#MeToo has highlighted a very uncomfortable truth: sexual violence against women is ridiculously common. Just about every female on the planet can recount at least one story of unwanted sexual attention, and far too many can recount multiple abusive experiences. This is utterly horrific.

#MeToo is starting some important and long overdue conversations about this issue. Finally, the veil of shame and secrecy is being lifted, and there’s an outpouring of stories. And for perhaps the first time in history, women are being believed.


Being believed is what makes this moment in time unique, special, incredible. Because if we are believed, there is a chance that serious change can happen. A chance that the fundamental power structures keeping an entire gender oppressed can be shaken.

But there’s a problem: not all women’s voices are being heard. Not everyone’s stories of sexual violence are being told. Reflective of everything else in diet culture, the stories of fat women are conspicuously absent in #Metoo*.

This absence is not surprising: the lives of larger women are routinely erased from diet culture’s landscape. We don’t see larger women on the covers of magazines, or in the lead romantic roles in films. We’re much more familiar with the women who reflect the conventional thin ideal, much more ok it seems to hear the bad #MeToo news from a celebrity like Alyssa Milano rather than a social justice warrior like Tarana Burke.

What would happen if larger women’s stories of sexual assault were aired? Would they be met with the same level of empathy, shared horror, that are meeting the ones from conventionally thin women?

I don’t think so. Scientific research in this area reveals that weight really does impact on the likelihood of being believed in cases of sexual assault. In this study, participants were asked to read a scenario in which Janet and Mark had engaged in sex. Janet was claiming that she did not consent, whereas Mark alleged that she had indeed consented.

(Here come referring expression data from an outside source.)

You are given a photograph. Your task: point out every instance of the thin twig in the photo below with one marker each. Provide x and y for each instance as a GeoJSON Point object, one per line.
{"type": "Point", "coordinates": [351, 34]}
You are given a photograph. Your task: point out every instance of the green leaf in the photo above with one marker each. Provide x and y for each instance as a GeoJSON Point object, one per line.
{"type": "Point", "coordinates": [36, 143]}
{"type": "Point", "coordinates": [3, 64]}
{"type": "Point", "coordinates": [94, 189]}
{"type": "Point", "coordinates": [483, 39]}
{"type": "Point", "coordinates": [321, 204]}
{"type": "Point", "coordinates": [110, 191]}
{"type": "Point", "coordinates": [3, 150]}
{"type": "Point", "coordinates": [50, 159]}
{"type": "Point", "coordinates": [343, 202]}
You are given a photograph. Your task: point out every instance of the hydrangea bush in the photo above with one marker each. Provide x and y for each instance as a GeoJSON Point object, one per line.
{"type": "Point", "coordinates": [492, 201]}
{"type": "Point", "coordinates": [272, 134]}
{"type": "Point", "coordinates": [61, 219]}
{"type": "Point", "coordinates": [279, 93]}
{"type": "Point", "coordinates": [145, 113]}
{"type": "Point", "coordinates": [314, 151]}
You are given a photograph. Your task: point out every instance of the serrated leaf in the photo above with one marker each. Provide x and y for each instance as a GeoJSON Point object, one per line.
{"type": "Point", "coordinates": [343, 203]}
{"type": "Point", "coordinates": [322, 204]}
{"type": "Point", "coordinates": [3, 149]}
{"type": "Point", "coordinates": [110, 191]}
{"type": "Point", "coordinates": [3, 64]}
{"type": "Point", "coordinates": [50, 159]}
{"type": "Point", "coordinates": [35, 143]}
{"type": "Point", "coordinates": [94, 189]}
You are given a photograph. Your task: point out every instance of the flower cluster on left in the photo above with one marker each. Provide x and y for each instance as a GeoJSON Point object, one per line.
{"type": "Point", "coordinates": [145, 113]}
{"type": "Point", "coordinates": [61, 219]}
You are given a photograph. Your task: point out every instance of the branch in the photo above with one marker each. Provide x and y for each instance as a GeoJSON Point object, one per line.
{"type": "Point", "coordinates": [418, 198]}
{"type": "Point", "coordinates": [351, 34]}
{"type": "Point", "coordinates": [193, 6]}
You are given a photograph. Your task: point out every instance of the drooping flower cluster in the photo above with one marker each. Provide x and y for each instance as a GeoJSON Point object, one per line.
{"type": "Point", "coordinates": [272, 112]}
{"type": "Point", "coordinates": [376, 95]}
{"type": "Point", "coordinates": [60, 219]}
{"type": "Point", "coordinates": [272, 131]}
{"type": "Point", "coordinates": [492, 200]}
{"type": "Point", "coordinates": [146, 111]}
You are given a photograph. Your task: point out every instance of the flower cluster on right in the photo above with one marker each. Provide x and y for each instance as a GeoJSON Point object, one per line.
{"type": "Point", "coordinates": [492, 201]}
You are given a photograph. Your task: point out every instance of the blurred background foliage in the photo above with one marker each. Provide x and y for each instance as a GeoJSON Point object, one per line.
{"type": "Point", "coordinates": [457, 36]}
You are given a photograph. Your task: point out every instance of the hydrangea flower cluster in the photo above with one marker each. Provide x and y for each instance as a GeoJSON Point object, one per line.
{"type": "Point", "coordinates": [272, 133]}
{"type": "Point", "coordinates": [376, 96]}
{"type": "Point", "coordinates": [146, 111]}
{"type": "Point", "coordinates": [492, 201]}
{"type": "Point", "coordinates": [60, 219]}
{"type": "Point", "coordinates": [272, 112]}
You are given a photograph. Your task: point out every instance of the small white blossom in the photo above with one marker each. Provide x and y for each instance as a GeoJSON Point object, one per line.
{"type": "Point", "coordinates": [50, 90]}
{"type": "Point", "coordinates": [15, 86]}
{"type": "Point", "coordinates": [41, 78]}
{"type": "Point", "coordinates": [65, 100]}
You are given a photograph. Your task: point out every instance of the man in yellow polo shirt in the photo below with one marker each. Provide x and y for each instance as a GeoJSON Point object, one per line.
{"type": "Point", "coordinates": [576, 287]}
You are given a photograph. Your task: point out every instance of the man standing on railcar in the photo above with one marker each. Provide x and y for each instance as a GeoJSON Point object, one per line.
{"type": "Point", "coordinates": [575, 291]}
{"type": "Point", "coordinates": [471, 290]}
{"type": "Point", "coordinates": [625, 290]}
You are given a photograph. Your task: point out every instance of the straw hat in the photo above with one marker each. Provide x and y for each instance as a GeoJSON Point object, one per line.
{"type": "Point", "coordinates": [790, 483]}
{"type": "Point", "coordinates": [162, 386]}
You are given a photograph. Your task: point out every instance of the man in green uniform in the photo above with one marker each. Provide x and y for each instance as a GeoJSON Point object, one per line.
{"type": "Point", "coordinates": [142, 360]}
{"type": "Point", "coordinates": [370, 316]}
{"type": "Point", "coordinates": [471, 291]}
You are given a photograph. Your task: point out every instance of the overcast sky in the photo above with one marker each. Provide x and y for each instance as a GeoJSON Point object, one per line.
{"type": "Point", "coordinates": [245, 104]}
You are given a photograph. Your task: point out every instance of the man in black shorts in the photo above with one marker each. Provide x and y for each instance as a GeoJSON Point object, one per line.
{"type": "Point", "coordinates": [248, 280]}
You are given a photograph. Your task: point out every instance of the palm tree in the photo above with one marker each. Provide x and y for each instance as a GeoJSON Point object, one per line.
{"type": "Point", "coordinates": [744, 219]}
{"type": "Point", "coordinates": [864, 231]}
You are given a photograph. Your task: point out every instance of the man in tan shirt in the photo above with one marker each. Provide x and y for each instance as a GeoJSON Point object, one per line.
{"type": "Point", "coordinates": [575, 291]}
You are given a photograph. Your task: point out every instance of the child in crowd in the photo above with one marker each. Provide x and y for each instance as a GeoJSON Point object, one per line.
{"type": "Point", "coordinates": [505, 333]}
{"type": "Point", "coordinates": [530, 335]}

In order to investigate the impact of weight bias, the experiment manipulated Janet and Mark’s body weights. While the story remained exactly the same, in one condition, Janet appeared to be in a larger body, and Mark was thin. In another condition, Janet was thin and Mark was in a larger body. In another condition, both Janet and Mark appeared to be larger, and in the final condition, both Janet and Mark were thin. Participants were asked a series of questions about Janet and Mark’s stories.

The results showed that:

  • Males blamed Janet and endorsed ‘obesity stereotypes’ more than female participants.
  • Participants of both genders tended to believe Mark more if Mark was thinner and Janet was larger compared to when Mark was larger and Janet was thin.
  • Participants who strongly believed in both obesity and rape myth stereotypes were much less likely to believe Janet. This effect was particularly evident in the scenario where Janet was larger compared to the scenario when she was thin.
  • Participants ranked Mark as less credible when he was larger than when he was thin.


I love science, for the invaluable information, it gives us. But sometimes the truths that science delivers are downright sobering. This experiment highlights the vast problems of inequity, injustice and continued oppression which impact on women (and men) in their most vulnerable moments.

The scales of justice are supposed to be blind, but they’re not. The scales of justice REALLY ARE SCALES, and that just sucks.

* I acknowledge that there are many, many other voices in the #Metoo movement that are not being heard: women of colour, ethnicities that are not white, queer and transgender and a multitude of other lived experiences whose voices must be centered. This blog post highlighted weight as just one experience of oppression, in reality, many women are dealing with intersections of multiple identities. Until all voices are heard and believed, the fight isn’t over.